Avec une même maestria, Currentzis nous emporte ici dans la grande machinerie théâtrale baroque à la recherche d’ombre et de lumière. Bien sûr on retrouve ici son art des contrastes, des ruptures rythmiques et ses relectures échevelées des partitions. Les tempêtes y sont cinglantes ; les continuos, à l’orchestre, d’une douceur ineffable, véritables sérénades sur fond de pizzicati ; les airs, de grandes plages introspectives, méditatives et émotionnellement abyssales.

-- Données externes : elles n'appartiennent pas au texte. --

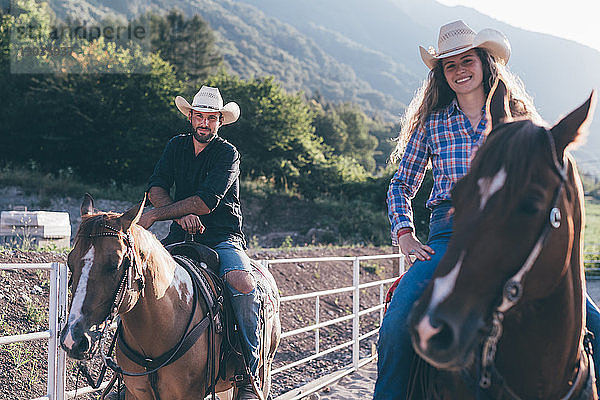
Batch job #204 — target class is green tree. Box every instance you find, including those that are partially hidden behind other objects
[135,9,223,83]
[0,1,185,182]
[204,73,365,197]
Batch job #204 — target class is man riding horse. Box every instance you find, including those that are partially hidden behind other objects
[138,86,260,400]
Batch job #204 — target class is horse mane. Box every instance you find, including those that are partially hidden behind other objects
[464,119,552,208]
[73,212,173,267]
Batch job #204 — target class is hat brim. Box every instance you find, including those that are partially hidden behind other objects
[175,96,240,125]
[419,29,511,69]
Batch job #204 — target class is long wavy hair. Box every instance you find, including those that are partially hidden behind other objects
[390,48,543,163]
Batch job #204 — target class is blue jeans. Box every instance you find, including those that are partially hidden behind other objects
[373,206,452,400]
[373,206,600,400]
[214,241,260,376]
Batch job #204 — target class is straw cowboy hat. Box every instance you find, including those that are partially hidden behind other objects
[175,86,240,125]
[419,20,510,69]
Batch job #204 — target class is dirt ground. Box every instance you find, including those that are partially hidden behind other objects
[0,247,398,400]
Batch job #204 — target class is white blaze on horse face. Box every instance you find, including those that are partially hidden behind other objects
[64,246,94,349]
[477,167,506,210]
[171,266,194,304]
[417,251,465,351]
[429,251,465,309]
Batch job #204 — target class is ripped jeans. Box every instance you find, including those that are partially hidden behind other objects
[214,241,260,376]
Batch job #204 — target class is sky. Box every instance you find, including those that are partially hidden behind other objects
[436,0,600,51]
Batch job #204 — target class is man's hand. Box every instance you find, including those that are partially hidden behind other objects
[173,214,204,235]
[137,210,156,229]
[398,232,435,265]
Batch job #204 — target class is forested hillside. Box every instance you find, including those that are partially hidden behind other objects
[0,0,598,244]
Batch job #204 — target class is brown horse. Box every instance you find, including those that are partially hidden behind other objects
[409,82,597,399]
[61,195,281,400]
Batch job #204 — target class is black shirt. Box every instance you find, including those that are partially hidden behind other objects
[148,133,245,247]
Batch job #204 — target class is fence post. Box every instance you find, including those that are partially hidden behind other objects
[47,263,60,400]
[315,296,321,354]
[352,257,360,370]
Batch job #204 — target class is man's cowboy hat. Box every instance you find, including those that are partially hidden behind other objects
[419,20,510,69]
[175,86,240,125]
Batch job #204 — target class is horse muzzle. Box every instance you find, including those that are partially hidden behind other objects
[409,303,485,370]
[60,323,100,360]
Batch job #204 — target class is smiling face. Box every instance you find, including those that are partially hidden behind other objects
[190,110,222,143]
[441,49,484,96]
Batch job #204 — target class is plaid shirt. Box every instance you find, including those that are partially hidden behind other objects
[387,100,485,245]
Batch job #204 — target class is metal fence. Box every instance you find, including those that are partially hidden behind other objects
[0,263,68,400]
[5,253,600,400]
[0,254,403,400]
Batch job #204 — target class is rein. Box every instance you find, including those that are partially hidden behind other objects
[478,129,591,400]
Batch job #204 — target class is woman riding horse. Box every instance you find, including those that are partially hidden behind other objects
[409,82,598,400]
[374,21,600,400]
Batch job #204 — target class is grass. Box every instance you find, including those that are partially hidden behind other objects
[0,162,146,204]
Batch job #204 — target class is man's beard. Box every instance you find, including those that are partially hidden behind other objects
[192,129,216,143]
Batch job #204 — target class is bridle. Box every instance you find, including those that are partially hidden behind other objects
[478,129,587,399]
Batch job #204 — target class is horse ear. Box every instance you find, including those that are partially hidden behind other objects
[550,90,596,159]
[119,193,146,230]
[485,77,512,131]
[80,193,94,217]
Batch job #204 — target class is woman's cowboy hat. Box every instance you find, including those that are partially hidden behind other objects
[419,20,510,69]
[175,86,240,125]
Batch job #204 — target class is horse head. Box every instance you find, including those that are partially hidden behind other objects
[409,77,595,376]
[60,194,144,359]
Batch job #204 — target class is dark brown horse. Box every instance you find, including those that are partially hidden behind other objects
[61,195,281,400]
[409,82,597,399]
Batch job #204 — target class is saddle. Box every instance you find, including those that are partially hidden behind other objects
[165,241,277,394]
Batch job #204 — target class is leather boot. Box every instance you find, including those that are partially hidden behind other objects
[235,380,260,400]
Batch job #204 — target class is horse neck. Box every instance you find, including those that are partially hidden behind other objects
[497,168,585,398]
[121,228,197,357]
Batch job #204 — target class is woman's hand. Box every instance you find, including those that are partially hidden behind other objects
[174,214,204,235]
[398,232,435,265]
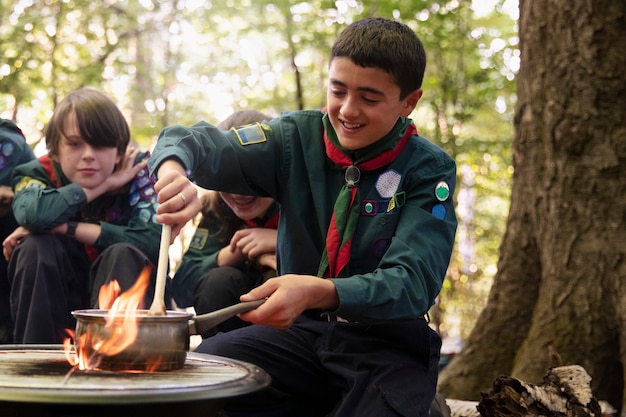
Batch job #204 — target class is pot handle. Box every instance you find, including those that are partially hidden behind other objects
[189,298,265,335]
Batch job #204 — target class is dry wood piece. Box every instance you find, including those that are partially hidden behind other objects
[478,365,601,417]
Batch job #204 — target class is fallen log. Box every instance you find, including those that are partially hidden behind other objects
[476,365,601,417]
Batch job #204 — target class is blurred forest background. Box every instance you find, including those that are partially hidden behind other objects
[0,0,519,340]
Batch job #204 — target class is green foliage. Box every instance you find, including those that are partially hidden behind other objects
[0,0,518,336]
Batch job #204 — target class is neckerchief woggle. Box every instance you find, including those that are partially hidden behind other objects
[317,113,417,278]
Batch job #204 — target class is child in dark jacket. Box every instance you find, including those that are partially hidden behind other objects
[3,88,161,344]
[148,18,457,417]
[172,110,278,338]
[0,119,36,344]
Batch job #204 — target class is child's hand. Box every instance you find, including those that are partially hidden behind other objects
[230,227,277,261]
[255,253,278,271]
[154,166,202,238]
[106,147,147,194]
[2,226,30,261]
[0,185,14,217]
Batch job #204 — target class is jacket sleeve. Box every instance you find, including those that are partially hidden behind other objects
[11,160,87,233]
[172,213,227,307]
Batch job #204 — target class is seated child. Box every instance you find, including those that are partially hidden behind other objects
[172,110,278,338]
[3,88,161,344]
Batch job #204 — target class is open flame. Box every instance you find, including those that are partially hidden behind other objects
[63,266,158,371]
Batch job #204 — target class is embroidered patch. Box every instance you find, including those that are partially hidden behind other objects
[431,204,446,219]
[2,141,15,156]
[232,123,267,145]
[189,228,209,250]
[376,169,402,198]
[361,200,378,216]
[15,177,46,193]
[435,181,450,201]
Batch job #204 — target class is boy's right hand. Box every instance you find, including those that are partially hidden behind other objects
[2,226,30,261]
[154,164,202,239]
[105,147,147,194]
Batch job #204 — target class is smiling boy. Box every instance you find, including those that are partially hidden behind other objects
[149,18,457,417]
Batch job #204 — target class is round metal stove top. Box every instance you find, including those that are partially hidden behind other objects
[0,345,270,404]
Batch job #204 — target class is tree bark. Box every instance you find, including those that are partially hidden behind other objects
[439,0,626,411]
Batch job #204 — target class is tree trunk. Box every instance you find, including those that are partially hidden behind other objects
[439,0,626,411]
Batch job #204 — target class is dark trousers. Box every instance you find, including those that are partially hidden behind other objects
[196,315,441,417]
[193,266,263,338]
[8,235,161,344]
[0,212,17,344]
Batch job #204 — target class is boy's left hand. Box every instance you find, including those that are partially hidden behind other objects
[106,147,147,194]
[239,274,339,329]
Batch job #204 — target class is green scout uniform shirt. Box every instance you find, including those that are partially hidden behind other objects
[148,110,457,322]
[12,153,161,264]
[0,119,36,187]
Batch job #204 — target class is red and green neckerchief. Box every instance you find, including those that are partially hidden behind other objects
[317,114,417,278]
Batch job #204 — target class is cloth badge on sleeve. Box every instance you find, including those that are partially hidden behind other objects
[233,123,267,145]
[431,204,447,219]
[2,141,15,156]
[15,177,46,193]
[376,169,402,198]
[435,181,450,201]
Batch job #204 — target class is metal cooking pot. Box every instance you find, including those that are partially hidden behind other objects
[72,300,265,371]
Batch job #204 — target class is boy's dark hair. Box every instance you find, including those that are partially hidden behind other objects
[44,87,130,155]
[330,17,426,100]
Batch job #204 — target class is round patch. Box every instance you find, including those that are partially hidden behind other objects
[435,181,450,201]
[376,169,402,198]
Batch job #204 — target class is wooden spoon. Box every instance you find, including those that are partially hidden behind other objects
[148,224,172,316]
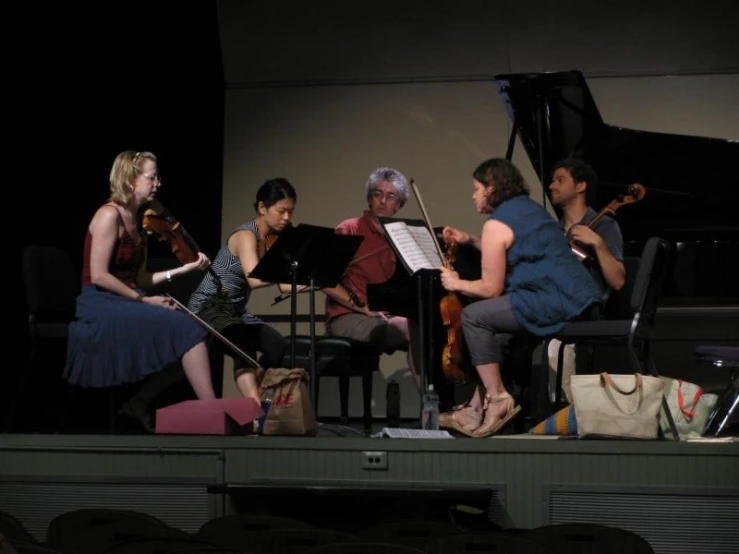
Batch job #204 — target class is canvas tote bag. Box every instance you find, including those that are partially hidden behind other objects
[571,372,665,439]
[261,368,316,435]
[659,377,718,440]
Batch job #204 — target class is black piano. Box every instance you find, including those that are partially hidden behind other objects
[368,71,739,403]
[494,71,739,310]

Force est de constater que Rameau se prête à merveille à ce décapage et que l’interprétation de Currentzis s’élève bien au-delà d’un simple maniérisme. Dès le célèbre air « Tristes apprêts » à l’acte I, la recherche progressive d’un pianissimo infini nous rappelle que la musique n’existe qu’en contrepoint du silence, dans un air de deuil, métaphore s’il en est de la vie elle-même et de notre bref passage sur Terre. Sur scène, l’hypersensible et stratosphérique Jeanine De Bique (Télaïre), en parfaite communion avec la fosse, offre une leçon de chant où toute émission n’est qu’une forme de soustraction sonore, là aussi vers le silence. Dans les dernières notes de l’air, on ne distinguera même plus la voix orchestrale de la voix humaine. Dans le reste de l’œuvre, elle resplendira par l’humilité de sa présence vocale et scénique.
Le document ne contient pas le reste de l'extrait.